The conventional caustic soda process is the most widely used and best-

known refining system. The addition of an alkali solution to a crude oil

brings about a number of chemical and physical reactions.

The alkali combines with the FFA present to form soaps; the excess

caustic can also bring about the saponification of a portion of the neutral

oil, therefore, selection of the NaOH strength, mixing time, mixing

energy, temperature, and the quantity of excess caustic all have an

important part in making the alkali refining process operate effectively

and efficiently

This is an optional process to many industries as it involves

the neutralization of FFA (Free Fatty Acid) with the sodium hydroxide.

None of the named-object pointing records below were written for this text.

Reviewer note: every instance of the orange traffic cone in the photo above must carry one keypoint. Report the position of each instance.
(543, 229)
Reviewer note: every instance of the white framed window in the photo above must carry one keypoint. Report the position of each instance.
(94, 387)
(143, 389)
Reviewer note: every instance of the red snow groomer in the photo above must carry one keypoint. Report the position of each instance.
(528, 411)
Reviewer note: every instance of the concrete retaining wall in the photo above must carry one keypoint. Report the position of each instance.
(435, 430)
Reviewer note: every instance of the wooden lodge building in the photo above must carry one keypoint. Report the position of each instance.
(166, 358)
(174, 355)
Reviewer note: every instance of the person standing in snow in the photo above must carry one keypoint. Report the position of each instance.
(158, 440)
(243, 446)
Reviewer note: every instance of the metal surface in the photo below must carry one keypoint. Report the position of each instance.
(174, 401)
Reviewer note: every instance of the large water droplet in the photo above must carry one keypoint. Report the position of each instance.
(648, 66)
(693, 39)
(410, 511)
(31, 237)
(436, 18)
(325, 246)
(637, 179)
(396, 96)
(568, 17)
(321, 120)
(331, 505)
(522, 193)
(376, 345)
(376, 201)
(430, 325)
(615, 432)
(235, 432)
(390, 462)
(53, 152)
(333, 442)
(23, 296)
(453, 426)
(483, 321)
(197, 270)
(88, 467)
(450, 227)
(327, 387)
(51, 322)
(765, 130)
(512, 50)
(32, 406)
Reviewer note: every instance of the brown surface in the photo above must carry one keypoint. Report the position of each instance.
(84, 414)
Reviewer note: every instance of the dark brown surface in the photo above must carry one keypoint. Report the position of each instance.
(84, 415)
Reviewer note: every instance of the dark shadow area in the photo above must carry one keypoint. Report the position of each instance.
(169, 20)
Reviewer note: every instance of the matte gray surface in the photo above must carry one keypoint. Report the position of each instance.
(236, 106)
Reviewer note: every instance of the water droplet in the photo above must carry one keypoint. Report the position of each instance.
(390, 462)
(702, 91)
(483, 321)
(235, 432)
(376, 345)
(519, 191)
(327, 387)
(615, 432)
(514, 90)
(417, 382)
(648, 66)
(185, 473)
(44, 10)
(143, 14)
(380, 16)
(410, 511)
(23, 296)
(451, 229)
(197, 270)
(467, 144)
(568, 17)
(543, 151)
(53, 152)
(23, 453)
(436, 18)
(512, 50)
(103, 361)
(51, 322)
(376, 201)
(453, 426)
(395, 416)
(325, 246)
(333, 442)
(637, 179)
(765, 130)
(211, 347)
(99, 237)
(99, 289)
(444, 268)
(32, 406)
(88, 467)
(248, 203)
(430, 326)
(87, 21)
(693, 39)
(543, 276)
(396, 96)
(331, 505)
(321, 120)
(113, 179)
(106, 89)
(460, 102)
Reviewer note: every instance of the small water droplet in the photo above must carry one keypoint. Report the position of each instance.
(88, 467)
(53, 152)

This is majorly done when we go for the refined oil.

This is simply based on the acid base reaction of FFA and NaOH.

The by-product soap which is formed is sent for the further treatments

so that the residue oil is get extracted out.

Selection of the caustic treatment is determined by the type of crude

oil, FFA content, past refining experience with similar oils, and the

refining equipment available. In general, the minimum amount of the

weakest strength necessary to achieve the desired endpoint should be

used to minimize saponification of neutral oil and prevent “three

phasing” or emulsions during separation. Usually, the best results are

obtained with relatively weak caustic solutions or lyes on low FFA oils

and with stronger lyes on high FFA oils.

Comparative studies have shown that more dilute caustic solutions will

remove more phosphorus, therefore, crude oils with high phosphorus

levels are best refined with dilute caustic solutions, but if they become

too diluted then difficult emulsion separation characteristics develop.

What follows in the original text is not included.